Materials and Methods for the Kinetic Cytotoxicity Experiment
K562 cells (cell line authenticated using STR genotyping [GenePrint® 10 System])
Caspase-Glo® 3/7 Assay (Cat.# G8090)
- CellTiter-Fluor™ Cell Viability Assay (Cat.# G6080)
- CellTox™ Green Cytotoxicity Assay (Cat.# G8741)
- GloMax®-Multi+ Detection System with Instinct® Software (Cat.# E8032) Note: Equipped with an AFC Optical Kit (405/495–505nm) for the CellTiter-Fluor™ Cell Viability Assay and a Blue Optical Kit (490/510–570nm) for the CellTox™ Green Cytotoxicity Assay
Cell Plating and Compound Dosing: K562 cells were seeded in the inner wells of a white, 96-well plate (Costar Cat.# 3917) at 10,000 cells per well (50µl). CellTox™ Green Dye was added in the Express, “No-Step Addition at Seeding” method according to the CellTox™ Green Cytotoxicity Assay Technical Manual TM375 (10µl CellTox™ Dye was added per 5ml cells). Cells were treated with 50µl of compound (Table 1). All compounds were initially resuspended in DMSO and were serially diluted with a final concentration of 1% DMSO in RPMI medium, with the exception of colchicine, which was diluted in ethanol. Cells were dosed with compounds at final concentrations of 100µM to 0.01µM in replicates of six.

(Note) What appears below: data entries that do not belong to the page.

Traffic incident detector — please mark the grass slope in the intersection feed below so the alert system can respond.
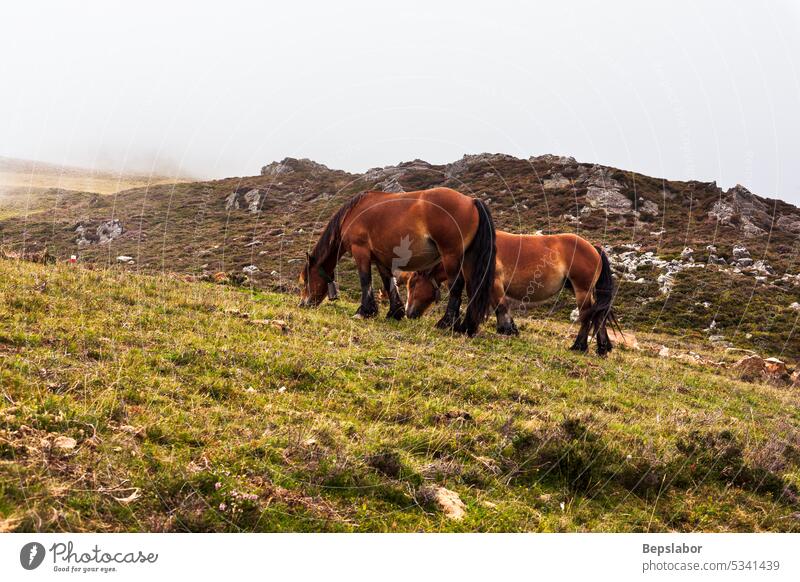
[0,260,800,531]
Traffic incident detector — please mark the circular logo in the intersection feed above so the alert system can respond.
[19,542,44,570]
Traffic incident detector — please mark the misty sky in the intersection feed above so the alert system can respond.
[0,0,800,204]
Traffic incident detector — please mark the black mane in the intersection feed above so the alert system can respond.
[311,192,367,264]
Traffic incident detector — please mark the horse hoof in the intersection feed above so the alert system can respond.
[497,326,519,336]
[353,308,378,319]
[386,307,406,321]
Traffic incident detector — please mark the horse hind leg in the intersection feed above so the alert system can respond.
[436,259,465,331]
[378,266,406,321]
[494,302,519,335]
[597,320,613,356]
[492,277,519,335]
[570,289,594,352]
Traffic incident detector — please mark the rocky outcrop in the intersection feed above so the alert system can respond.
[75,219,124,247]
[261,158,332,176]
[733,356,791,384]
[444,153,521,180]
[708,184,772,238]
[582,165,633,215]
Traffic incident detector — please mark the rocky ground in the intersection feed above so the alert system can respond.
[0,154,800,360]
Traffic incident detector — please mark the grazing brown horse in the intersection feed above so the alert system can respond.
[300,188,496,335]
[400,231,616,355]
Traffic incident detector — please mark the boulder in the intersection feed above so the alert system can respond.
[733,355,790,383]
[607,327,641,350]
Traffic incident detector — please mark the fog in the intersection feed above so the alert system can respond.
[0,1,800,203]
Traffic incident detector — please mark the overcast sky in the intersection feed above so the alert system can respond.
[0,0,800,203]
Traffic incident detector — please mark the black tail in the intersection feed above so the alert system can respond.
[464,199,497,335]
[590,246,622,350]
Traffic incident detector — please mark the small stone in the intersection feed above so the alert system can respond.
[53,436,78,451]
[417,485,467,521]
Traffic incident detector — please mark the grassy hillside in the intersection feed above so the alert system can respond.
[0,260,800,531]
[0,156,186,221]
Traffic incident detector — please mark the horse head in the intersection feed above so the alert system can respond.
[299,253,339,307]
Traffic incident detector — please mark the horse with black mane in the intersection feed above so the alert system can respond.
[300,188,496,335]
[400,231,619,356]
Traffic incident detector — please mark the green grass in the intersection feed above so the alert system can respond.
[0,261,800,531]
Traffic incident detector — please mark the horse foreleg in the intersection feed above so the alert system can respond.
[378,266,406,321]
[436,261,464,329]
[351,248,378,318]
[597,318,613,356]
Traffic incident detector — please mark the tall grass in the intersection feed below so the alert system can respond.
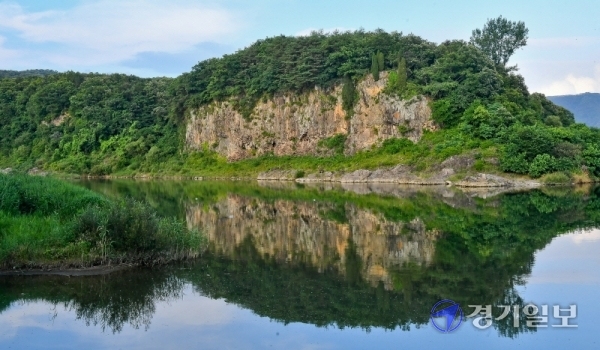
[0,175,203,267]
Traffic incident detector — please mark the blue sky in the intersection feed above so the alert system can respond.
[0,0,600,95]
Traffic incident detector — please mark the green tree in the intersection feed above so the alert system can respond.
[377,51,385,71]
[471,16,529,66]
[371,54,379,81]
[342,75,358,117]
[398,57,408,95]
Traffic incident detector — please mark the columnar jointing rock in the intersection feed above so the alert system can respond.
[186,72,436,160]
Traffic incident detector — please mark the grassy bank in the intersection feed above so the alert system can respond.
[0,174,203,269]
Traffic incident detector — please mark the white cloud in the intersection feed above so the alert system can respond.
[0,36,19,60]
[539,64,600,96]
[0,0,240,66]
[527,37,600,49]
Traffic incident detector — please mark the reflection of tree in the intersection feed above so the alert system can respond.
[0,270,184,333]
[179,186,598,337]
[0,184,600,337]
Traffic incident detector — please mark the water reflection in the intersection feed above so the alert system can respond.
[0,181,600,337]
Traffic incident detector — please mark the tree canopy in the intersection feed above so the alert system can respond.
[471,16,529,66]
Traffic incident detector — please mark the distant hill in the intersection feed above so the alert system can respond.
[548,92,600,128]
[0,69,58,78]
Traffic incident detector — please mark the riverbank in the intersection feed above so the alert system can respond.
[0,174,204,271]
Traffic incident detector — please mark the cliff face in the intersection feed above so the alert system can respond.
[186,72,435,160]
[186,195,440,289]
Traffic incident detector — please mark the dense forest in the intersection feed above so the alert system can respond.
[0,17,600,178]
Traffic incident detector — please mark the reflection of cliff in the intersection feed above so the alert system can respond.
[186,195,439,289]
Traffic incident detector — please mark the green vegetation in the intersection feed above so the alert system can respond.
[0,17,600,179]
[5,180,600,337]
[471,16,529,66]
[0,174,202,268]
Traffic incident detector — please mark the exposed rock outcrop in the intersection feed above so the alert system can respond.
[186,72,436,160]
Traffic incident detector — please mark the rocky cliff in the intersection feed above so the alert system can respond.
[186,72,436,160]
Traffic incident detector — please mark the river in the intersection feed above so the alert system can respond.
[0,180,600,349]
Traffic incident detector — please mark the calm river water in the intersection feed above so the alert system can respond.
[0,180,600,349]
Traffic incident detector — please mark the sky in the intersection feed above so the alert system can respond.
[0,0,600,96]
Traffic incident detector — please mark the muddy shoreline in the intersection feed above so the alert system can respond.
[0,264,134,278]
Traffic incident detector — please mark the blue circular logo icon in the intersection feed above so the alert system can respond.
[431,299,464,333]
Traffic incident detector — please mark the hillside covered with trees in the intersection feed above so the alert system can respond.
[0,17,600,178]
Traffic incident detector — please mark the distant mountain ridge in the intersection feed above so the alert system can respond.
[0,69,58,78]
[547,92,600,128]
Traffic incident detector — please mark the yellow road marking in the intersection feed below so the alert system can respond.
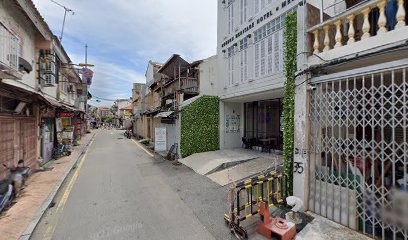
[43,139,95,240]
[132,139,154,157]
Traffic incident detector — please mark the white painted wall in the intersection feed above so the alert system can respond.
[0,1,38,91]
[153,118,180,151]
[220,101,244,149]
[217,0,300,99]
[199,56,219,96]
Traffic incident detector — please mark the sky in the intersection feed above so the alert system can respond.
[33,0,217,106]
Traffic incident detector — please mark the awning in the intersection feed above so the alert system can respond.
[43,96,61,107]
[61,103,79,112]
[154,111,174,118]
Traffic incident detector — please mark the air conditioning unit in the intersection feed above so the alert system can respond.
[41,73,55,87]
[68,85,75,93]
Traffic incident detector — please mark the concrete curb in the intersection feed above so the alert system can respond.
[19,133,96,240]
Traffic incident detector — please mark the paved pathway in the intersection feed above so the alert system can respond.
[33,130,214,240]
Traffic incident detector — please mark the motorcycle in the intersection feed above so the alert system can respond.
[0,179,14,213]
[9,160,31,194]
[124,130,132,139]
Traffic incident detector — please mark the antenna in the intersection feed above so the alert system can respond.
[51,0,75,42]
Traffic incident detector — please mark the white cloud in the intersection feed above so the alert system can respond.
[34,0,217,107]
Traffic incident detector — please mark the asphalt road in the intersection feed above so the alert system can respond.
[32,130,231,240]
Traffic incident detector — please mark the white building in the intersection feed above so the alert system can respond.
[217,0,300,149]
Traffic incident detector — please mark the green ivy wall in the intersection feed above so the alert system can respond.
[180,96,220,157]
[282,12,297,195]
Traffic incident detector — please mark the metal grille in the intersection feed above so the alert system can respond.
[309,67,408,239]
[20,119,37,169]
[0,119,14,180]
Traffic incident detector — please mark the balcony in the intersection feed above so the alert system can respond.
[307,0,408,65]
[163,78,199,99]
[0,24,23,80]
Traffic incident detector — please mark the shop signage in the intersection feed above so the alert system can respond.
[57,113,74,117]
[225,114,241,133]
[221,0,294,48]
[154,128,167,152]
[82,68,94,86]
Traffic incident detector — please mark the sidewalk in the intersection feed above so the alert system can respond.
[0,133,94,240]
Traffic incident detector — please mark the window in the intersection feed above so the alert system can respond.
[255,42,260,78]
[40,50,57,86]
[228,1,234,34]
[43,73,55,86]
[239,37,248,83]
[240,0,248,25]
[228,46,235,85]
[254,12,285,78]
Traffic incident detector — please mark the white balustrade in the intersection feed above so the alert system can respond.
[308,0,408,54]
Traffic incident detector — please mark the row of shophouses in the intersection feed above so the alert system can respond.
[0,0,89,179]
[133,0,408,239]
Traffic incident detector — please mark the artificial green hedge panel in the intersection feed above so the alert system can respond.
[282,12,297,195]
[180,96,220,157]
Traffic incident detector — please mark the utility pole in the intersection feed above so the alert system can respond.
[85,43,88,68]
[51,0,75,42]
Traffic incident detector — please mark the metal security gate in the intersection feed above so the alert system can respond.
[309,66,408,239]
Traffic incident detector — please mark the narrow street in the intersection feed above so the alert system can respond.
[32,130,230,239]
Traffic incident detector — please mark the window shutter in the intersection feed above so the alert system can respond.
[261,39,266,76]
[255,0,260,14]
[279,29,284,71]
[244,49,248,82]
[255,42,260,78]
[268,36,273,74]
[239,50,245,82]
[273,32,281,72]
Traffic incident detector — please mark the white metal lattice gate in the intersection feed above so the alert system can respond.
[309,65,408,239]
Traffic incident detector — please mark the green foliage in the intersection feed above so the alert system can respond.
[180,96,220,157]
[282,12,297,195]
[101,116,113,123]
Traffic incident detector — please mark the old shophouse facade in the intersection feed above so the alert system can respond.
[0,0,87,177]
[134,54,217,156]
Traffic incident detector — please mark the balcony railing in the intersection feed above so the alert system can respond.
[308,0,408,54]
[163,78,199,97]
[0,24,19,71]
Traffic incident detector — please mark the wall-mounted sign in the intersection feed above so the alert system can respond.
[225,114,241,133]
[82,68,94,86]
[57,113,74,117]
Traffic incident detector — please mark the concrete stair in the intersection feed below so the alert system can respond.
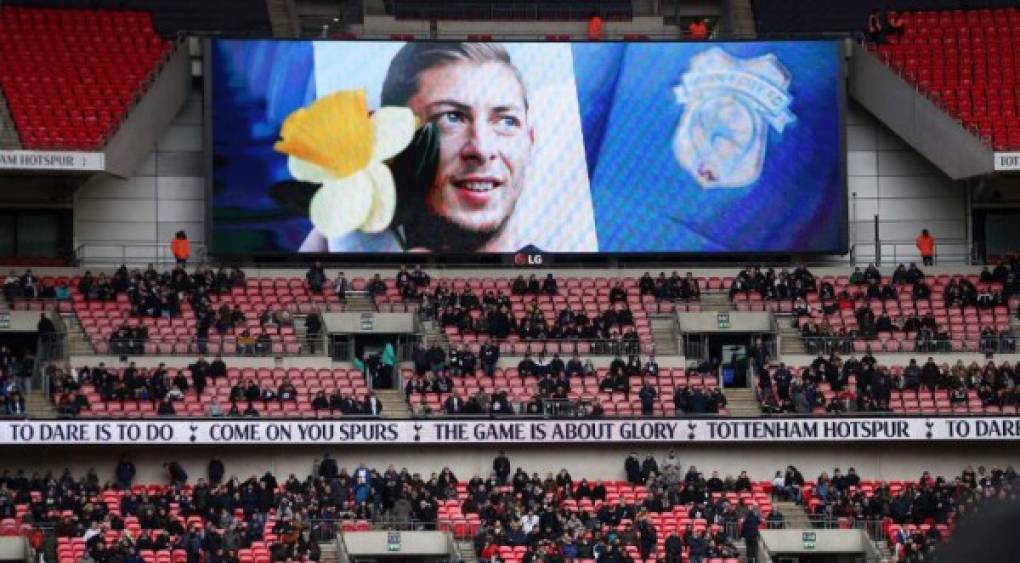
[318,542,341,563]
[772,501,812,529]
[723,388,762,416]
[701,292,733,313]
[0,90,21,150]
[456,540,478,563]
[421,320,450,349]
[871,540,896,563]
[630,0,659,15]
[373,389,411,418]
[650,314,679,356]
[265,0,298,39]
[776,318,808,357]
[727,0,757,39]
[24,389,57,418]
[60,313,96,356]
[344,292,377,313]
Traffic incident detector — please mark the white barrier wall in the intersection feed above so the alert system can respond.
[846,102,969,263]
[63,93,968,261]
[0,441,1020,482]
[74,92,205,258]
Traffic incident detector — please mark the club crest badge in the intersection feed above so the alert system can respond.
[673,47,797,188]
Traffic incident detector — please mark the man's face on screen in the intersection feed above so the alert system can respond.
[408,62,533,235]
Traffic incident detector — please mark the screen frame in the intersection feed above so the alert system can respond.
[202,36,851,265]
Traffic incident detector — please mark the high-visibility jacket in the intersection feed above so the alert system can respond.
[170,239,191,260]
[915,235,935,257]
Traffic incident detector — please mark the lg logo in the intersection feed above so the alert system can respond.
[513,252,542,266]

Pleiotropic kinase inhibitor
Sigma Cat.# S5921
Calcium ionophore (primary necrosis)
Sigma Cat.# I3909
LC Labs Cat.# B-1408
Sigma Cat.# D141
Histamine receptor antagonist (xenobiotic toxin)
Sigma Cat.# T9652
Sigma Cat.# SML0061
Antimitotic agent (microtubule assembly poison)
Sigma Cat.# C9754
Assay Protocol: Cells were assayed for cytotoxicity initially and after various incubation times at 37°C with 5% CO2. Assay time points were chosen based on a typical work day and varied by compound. At each time point the plate was shaken on the GloMax®-Multi+ Detection System for 30 seconds, then CellTox™ Green cytotoxicity fluorescence was read (485nmEx/520nmEm). When a significant increase in cytotoxicity was detected for a compound based on fold change from the vehicle control, the plate was assayed for viability and apoptosis according to the “Example Multiplex Assay Protocol” in the CellTiter-Fluor™ Cell Viability Assay Technical Bulletin TB371 (20µl of CellTiter-Fluor™ reagent, prepared as 10µl GF-AFC substrate per 2ml Assay Buffer, was added to each well; the plates were briefly shaken, then incubated at 37°C with 5% CO2 for 40 minutes before reading viability fluorescence [380nmEx/505nmEm]). Caspase-Glo® 3/7 Assay reagent (100µl), prepared according to the Caspase-Glo® 3/7 Assay Technical Bulletin TB323, was added to each well; plates were briefly shaken and incubated at room temperature for 40 minutes. Caspase-Glo® 3/7 luminescent signal was read on the GloMax®-Multi+ Detection System.
Background signal (media-only wells) was subtracted from all values, and averages and standard deviations were calculated from six replicates. Fold change was calculated based on the vehicle control for each compound. Graphs were created using GraphPad Prism® 6 Software.